My way of working it out is this:
d² means 2 electrons, so s= 1/2 + 1/2= 1
and 2s+1= 3
therefore is triply degenerate yes?
The to work out L. The electrons are in the d shell so l=3 which means L=D
So the term symbol should be ³D
But its not... my book says its ³F. I dont get why its F (and I dont really get why its triply degenerate either because I think im working out S wrong)
Please someone *delete me*
Thanks

[dipesh747]

Angular momenta couple.

The simplest scheme (appropriate for light atoms) is known as Russell-Saunders Coupling
Individual spin momenta couple => S = s1+s2, …, |s1-s2|
Individual orbital angular momenta couple => L = l1+l2, …, |l1-l2|
S and L now combine to give a total angular momentum=> J = L+S, …, |L-S|

The are 2S+1 values of J (L>S)=> the spin multiplicity provides an indication of the                number of J subcomponents

 Term symbols convey information about the configuration of a state

2P3/2 or 3D2

The term symbol gives 3 pieces of information
The letter indicates the total orbital angular quantum number, L.

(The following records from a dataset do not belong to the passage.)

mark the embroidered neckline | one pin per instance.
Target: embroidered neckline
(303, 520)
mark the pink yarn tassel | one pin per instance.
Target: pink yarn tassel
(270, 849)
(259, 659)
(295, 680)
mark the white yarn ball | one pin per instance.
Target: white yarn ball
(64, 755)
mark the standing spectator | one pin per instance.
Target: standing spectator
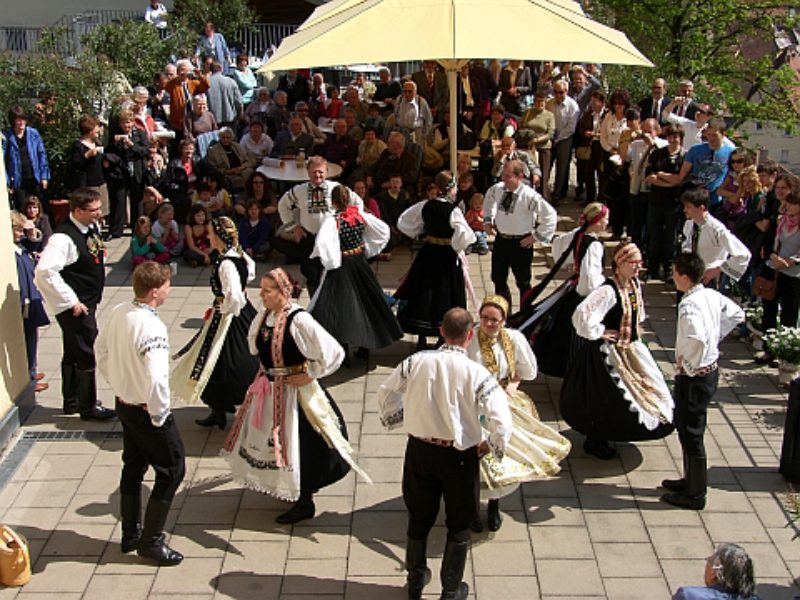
(212, 44)
(566, 112)
(71, 276)
(33, 313)
(27, 169)
(224, 97)
(244, 78)
(156, 14)
(181, 90)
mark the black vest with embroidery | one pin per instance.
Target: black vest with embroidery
(613, 318)
(436, 216)
(87, 275)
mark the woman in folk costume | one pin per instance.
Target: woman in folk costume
(535, 449)
(289, 438)
(548, 324)
(435, 283)
(349, 303)
(614, 390)
(216, 365)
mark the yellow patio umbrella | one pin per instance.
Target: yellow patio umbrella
(452, 32)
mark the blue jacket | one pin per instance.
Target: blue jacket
(36, 151)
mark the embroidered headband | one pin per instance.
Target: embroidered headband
(497, 302)
(280, 277)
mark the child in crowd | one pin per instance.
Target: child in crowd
(705, 317)
(196, 237)
(144, 246)
(474, 218)
(32, 208)
(165, 230)
(254, 231)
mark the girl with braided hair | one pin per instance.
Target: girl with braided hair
(535, 449)
(216, 365)
(614, 389)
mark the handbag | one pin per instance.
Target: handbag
(766, 286)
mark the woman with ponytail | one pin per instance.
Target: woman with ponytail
(216, 365)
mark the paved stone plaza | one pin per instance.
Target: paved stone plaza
(597, 530)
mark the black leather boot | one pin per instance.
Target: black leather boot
(303, 509)
(90, 408)
(419, 575)
(694, 497)
(151, 544)
(130, 508)
(69, 389)
(452, 574)
(493, 517)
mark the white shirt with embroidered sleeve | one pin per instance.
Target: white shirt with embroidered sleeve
(705, 317)
(132, 351)
(718, 247)
(526, 365)
(529, 214)
(591, 270)
(441, 394)
(60, 252)
(234, 296)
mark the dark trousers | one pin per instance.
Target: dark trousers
(508, 254)
(662, 220)
(145, 445)
(787, 296)
(692, 395)
(431, 472)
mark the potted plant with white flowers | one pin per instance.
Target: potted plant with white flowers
(784, 344)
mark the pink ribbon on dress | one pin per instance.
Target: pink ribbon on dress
(259, 390)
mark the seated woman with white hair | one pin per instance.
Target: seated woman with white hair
(729, 575)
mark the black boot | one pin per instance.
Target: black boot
(452, 574)
(694, 497)
(419, 575)
(493, 518)
(151, 544)
(90, 408)
(130, 506)
(303, 509)
(69, 389)
(216, 417)
(677, 485)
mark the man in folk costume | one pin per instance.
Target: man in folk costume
(705, 317)
(440, 396)
(133, 354)
(70, 275)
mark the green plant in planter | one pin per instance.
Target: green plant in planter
(784, 344)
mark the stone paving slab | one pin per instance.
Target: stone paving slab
(595, 531)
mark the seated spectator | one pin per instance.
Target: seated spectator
(244, 78)
(258, 109)
(395, 160)
(230, 160)
(197, 237)
(333, 105)
(203, 120)
(254, 231)
(166, 231)
(341, 149)
(354, 128)
(292, 141)
(255, 142)
(215, 199)
(32, 209)
(729, 575)
(144, 246)
(474, 217)
(302, 111)
(392, 201)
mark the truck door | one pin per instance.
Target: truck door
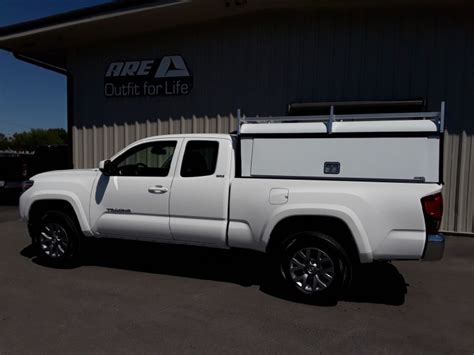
(134, 201)
(200, 192)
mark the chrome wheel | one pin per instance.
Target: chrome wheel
(53, 240)
(312, 270)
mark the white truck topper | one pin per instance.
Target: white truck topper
(401, 147)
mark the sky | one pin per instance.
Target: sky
(32, 97)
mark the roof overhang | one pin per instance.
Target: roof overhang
(47, 42)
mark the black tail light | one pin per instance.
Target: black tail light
(433, 211)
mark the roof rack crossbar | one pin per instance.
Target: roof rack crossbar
(437, 117)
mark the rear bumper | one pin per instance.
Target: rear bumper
(434, 248)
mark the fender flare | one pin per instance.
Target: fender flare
(69, 197)
(340, 212)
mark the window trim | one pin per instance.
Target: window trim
(184, 154)
(137, 148)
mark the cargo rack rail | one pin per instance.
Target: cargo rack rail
(436, 116)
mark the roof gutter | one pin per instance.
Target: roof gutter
(68, 20)
(40, 63)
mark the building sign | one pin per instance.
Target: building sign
(167, 76)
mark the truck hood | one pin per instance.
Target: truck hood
(67, 175)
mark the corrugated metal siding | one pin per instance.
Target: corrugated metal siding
(264, 62)
(97, 143)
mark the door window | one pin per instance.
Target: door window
(149, 159)
(200, 158)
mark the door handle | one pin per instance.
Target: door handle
(158, 189)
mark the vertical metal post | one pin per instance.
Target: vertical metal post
(238, 120)
(331, 120)
(441, 118)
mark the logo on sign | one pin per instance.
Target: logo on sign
(167, 76)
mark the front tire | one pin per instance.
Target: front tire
(56, 238)
(315, 267)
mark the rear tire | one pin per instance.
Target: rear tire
(315, 267)
(56, 238)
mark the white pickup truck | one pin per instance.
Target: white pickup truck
(319, 193)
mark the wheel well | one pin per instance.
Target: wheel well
(332, 226)
(38, 207)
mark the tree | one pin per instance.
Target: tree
(3, 142)
(28, 141)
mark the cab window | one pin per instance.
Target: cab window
(149, 159)
(200, 158)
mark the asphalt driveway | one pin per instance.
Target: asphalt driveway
(148, 298)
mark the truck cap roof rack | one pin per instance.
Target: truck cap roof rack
(436, 116)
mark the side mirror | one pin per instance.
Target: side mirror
(106, 167)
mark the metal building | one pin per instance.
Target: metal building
(140, 68)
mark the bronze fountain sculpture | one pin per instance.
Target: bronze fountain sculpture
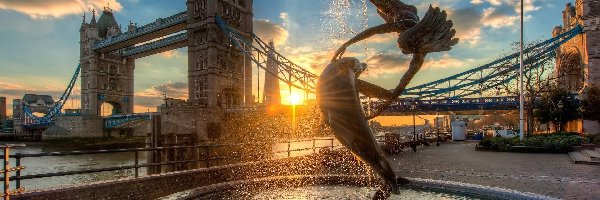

L         0   1   2   3   4
letter   S   P   D   F   G

The left superscript gives the multiplicity, 2S+1.
The right subscript is the value of the total angular momentum quantum number, J.

Examples:
d2:
l1 = 2, l2 = 2
l1 + l2 = 4, |l1 - l2| = 0             => L = 4, 3, …, 0      => G, F, D, P, S.
p3:
l1 = 1, l2 = 1, l3 = 1
Couple l1 to l2       => l1 + l2 = 2, |l1 - l2| = 0             => L’ = 2, 1, 0 Couple L’ to l3      L’ = 2 =>    L = 2+1, …, 1    = 3, 2, 1      L’ = 1 =>    L = 1+1, …, 0    = 2, 1, 0      L’ = 0 =>    L = 1+0    = 1      =>   1 x F, 2 x D, 3 x P, 1 x S.


Na = [Ne] 3s1
single 3s electron
L = l = 0
S = s = ½
J = ½
   => Term symbol, 2S+1{L}J = 2S½


C = [He] 2s2 2p1 3p1
2p and 3p electrons
l1 + l2  = 2, |l1 - l2| = 0             => L = 2, 1, 0
s1 + s2 = 1, |s1 - s2| = 0      => S = 1, 0
Hence 3D, 1D, 3P, 1P, 3S & 1S
Hence term symbols:
3D: L = 2, S = 1 => J = 3, 2, 1    => 3D3, 3D2, 3D1
1D: L = 2, S = 0 => J = 2      => 1D2
3P: L = 1, S = 1 => J = 2, 1, 0    => 3P2, 3P1, 3P0
1P: L = 1, S = 0 => J = 1      => 1P1
3S: L = 0, S = 1 => J = 1      => 3S1
1S: L = 0, S = 0 => J = 0      => 1S0

[chrisso80b]

Ok thats really helped a lot, but still have a few queries.
Firstly, I now understand that each individual spin momenta couple, and individual orbital angular momenta couple (which I never actually realised) and you have written:
L= l1 + l2, ..., |l1-l2|
Im a little lost with this bit? what does the |l1-l2| mean?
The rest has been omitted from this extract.